Dans la grande nuit des temps, d'Antonio Muñoz Molina.
Je ne sais pas comment démarer cette chronique tant ce roman est riche, complexe et difficile à raconter. Avant de vous donner mon avis, je vais peut-être vous donner un petit résumé de pavé de 1000 pages pour que vous puissiez vous faire une petite idée dessus.
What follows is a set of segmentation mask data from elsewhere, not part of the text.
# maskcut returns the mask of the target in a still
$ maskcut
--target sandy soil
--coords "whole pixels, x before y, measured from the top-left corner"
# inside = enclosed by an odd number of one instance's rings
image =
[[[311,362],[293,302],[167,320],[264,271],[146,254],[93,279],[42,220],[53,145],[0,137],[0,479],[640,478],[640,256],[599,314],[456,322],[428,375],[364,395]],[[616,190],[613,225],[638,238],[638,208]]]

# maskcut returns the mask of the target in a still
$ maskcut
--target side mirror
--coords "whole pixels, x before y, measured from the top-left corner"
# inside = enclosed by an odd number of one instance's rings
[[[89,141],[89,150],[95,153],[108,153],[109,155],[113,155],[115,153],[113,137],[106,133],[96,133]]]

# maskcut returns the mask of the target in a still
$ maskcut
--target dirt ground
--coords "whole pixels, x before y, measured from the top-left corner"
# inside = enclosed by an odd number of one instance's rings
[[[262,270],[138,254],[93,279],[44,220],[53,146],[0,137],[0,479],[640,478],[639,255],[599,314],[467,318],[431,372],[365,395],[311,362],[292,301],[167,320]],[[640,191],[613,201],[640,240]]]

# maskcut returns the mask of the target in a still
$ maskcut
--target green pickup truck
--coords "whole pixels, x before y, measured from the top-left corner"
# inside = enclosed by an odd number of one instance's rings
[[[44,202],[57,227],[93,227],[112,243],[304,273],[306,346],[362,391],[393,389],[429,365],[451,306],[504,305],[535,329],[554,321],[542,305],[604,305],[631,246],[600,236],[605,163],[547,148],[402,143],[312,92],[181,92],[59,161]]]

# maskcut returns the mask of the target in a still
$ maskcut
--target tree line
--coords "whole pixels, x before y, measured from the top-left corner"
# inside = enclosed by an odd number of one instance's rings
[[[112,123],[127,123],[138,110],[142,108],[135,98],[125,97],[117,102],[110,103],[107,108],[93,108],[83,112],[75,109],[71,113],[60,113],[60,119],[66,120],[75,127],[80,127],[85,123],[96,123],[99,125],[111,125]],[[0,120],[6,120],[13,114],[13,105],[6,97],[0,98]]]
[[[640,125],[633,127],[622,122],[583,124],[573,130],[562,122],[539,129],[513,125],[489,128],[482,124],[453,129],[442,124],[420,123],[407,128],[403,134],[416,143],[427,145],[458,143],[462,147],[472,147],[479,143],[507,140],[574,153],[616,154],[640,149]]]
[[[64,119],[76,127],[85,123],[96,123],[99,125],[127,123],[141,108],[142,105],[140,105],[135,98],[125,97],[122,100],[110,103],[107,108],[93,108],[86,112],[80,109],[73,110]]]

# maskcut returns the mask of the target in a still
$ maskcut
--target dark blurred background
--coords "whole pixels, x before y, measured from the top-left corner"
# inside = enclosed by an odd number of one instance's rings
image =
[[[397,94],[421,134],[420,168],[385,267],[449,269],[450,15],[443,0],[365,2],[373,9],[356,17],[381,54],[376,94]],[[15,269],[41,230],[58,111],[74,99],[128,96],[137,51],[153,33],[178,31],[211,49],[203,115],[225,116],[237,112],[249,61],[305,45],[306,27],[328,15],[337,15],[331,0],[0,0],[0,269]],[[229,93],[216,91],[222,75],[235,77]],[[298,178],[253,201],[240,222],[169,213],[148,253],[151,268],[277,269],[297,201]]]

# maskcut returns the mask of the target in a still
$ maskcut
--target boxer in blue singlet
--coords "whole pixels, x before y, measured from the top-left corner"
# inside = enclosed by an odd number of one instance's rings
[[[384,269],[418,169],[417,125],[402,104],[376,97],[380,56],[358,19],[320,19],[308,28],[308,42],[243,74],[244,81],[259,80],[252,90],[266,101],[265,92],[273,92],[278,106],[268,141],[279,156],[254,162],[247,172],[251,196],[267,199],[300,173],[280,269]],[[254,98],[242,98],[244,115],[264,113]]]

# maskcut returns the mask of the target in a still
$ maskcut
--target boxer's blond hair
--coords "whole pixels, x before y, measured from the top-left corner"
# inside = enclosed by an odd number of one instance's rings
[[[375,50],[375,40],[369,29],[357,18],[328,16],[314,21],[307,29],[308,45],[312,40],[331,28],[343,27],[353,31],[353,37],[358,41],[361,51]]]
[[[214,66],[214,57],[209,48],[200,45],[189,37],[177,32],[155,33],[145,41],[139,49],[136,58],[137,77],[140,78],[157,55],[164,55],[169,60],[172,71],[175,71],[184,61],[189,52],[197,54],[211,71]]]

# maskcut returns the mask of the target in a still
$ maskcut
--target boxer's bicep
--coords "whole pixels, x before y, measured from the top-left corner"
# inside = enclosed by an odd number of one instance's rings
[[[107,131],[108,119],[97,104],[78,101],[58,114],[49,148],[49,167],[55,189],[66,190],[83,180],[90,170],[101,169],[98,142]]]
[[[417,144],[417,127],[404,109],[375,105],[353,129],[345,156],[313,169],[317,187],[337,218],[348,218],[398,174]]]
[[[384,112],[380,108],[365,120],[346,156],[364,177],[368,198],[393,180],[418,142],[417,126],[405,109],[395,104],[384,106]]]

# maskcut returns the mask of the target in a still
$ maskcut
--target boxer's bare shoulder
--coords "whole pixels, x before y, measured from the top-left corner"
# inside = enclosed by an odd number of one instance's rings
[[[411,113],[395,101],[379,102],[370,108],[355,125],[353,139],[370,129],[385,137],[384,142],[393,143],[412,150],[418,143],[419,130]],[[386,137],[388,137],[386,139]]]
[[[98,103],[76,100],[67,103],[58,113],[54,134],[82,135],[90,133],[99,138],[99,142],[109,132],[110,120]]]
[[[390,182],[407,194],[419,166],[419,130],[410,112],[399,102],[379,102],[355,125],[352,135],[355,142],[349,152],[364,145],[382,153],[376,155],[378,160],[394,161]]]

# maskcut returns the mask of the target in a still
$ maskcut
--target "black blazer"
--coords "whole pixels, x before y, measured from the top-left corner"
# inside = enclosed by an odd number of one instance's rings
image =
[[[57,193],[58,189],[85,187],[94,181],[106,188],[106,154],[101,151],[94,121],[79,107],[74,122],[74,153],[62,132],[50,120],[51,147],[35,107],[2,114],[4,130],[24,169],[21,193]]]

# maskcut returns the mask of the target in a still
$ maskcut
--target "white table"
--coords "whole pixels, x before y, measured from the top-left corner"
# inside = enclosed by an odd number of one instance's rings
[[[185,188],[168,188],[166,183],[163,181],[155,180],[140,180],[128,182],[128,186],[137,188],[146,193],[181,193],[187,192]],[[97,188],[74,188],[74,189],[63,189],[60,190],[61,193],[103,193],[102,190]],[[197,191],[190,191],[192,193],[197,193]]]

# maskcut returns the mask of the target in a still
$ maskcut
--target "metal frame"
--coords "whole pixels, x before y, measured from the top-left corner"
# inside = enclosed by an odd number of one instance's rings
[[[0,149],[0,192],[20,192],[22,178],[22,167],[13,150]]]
"En 1936, Ignacio Abel, architecte de talent espagnol, progressiste et républicain, se retrouve dans une gare de Pennsylvanie après un long périple à travers l'Europe afin de fuir son pays en pleine guerre civile. Ce fils de maçon devenu architecte suite à de nombreux sacrifices et un mariage bienheureux avec la fille d'une riche ancienne famille bourgeoise de Madrid, cherche dans cette gare son amour perdu : Judith Biely, sa maitresse américaine qui l'a quitté quelques mois plus tôt. Ignacio Abel est un homme tourmenté, totalement bouleversé par cette passion amoureuse dévorante et par les drames que traversent son pays d'origine. Cette guerre le place dans une situation inconfortable finnancièrement et brouille le futur, qui aurait dû être brillant, de ses enfants, Lita et Miguel."
Comme je vous le disais, ce roman "fleuve" est assez complexe car le contexte historique énnoncé par l'auteur est assez méconnu du grand public et peu d'informations sont données dans le roman. Même si je ne l'ai pas fait avant ma lecture, je ne saurais trop vous conseiller que de faire quelques recherches sur cette période avant de commencer votre roman. Cependant même si le lecteur peut être gêné au début du livre, cette méconnaissance du contexte n'empêche de comprendre tout l'aspect "romanesque" de l'intrigue. De plus, la construction du récit est assez difficile à suivre, car nous suivons le récit d'Ignacio dans le temps présent (lorsqu'il est en Amérique) mais aussi dans le passé. L'auteur utilise donc de nombreux retour dans le passé et perd parfois son lecteur, s'ajoute à cela de très nombreuses descriptions des sentiments, des lieux, des personnages, des situations qui sont très riches, denses, foisonneuses, précises et subtiles. Ces descriptions occupent une très grande partie du roman alors que les dialogues, tels des stichomyties dans la tragédie classique, montrent une réelle tension entre les personnages, elles permettent au lecteur de relacher l'attention. Je regretterai par contre quelques longueurs qui auraient pu être évitées.
J'ai été particulièrement frappée par le fabuleux travail de traduction fournit par Philippe Bataillon et je pense que la version originale doit être absolument incroyable (je regrette amèrement de ne pas avoir étudié l'espagnol !). Je tiens donc à lui rendre hommage pour cette traduction hors normes qui permet de nous faire découvrir un auteur tel que Molina avec un véritable style d'écriture qui marque les esprits.
Pour conclure, je conseillerai ce livre à des lecteurs aguerris, n'ayant pas peur de ces imposants "pavés", des lecteurs appréciant les romans complexes, originaux, foisonnants, riches et dont on en ressort grandit. C'est une lecture marquante que je vous conseille de lire au plus vite !
Cette lecture s'inscrit dans le cadre de plusieurs challenges : tout d'abord le challenge de Brize "Le pavé de l'été", puis le challenge de Elora sur "Les pays hispanophones" et enfin le challenge de George "Cartables et tableaux noirs saison 2" car même si je ne l'ai pas dit une grande partie de l'intrigue tourne autour de la cité universitaire de Madrid ainsi que du Burton College et le personnage de Judith Biely est une doctorante en littérature espagnole.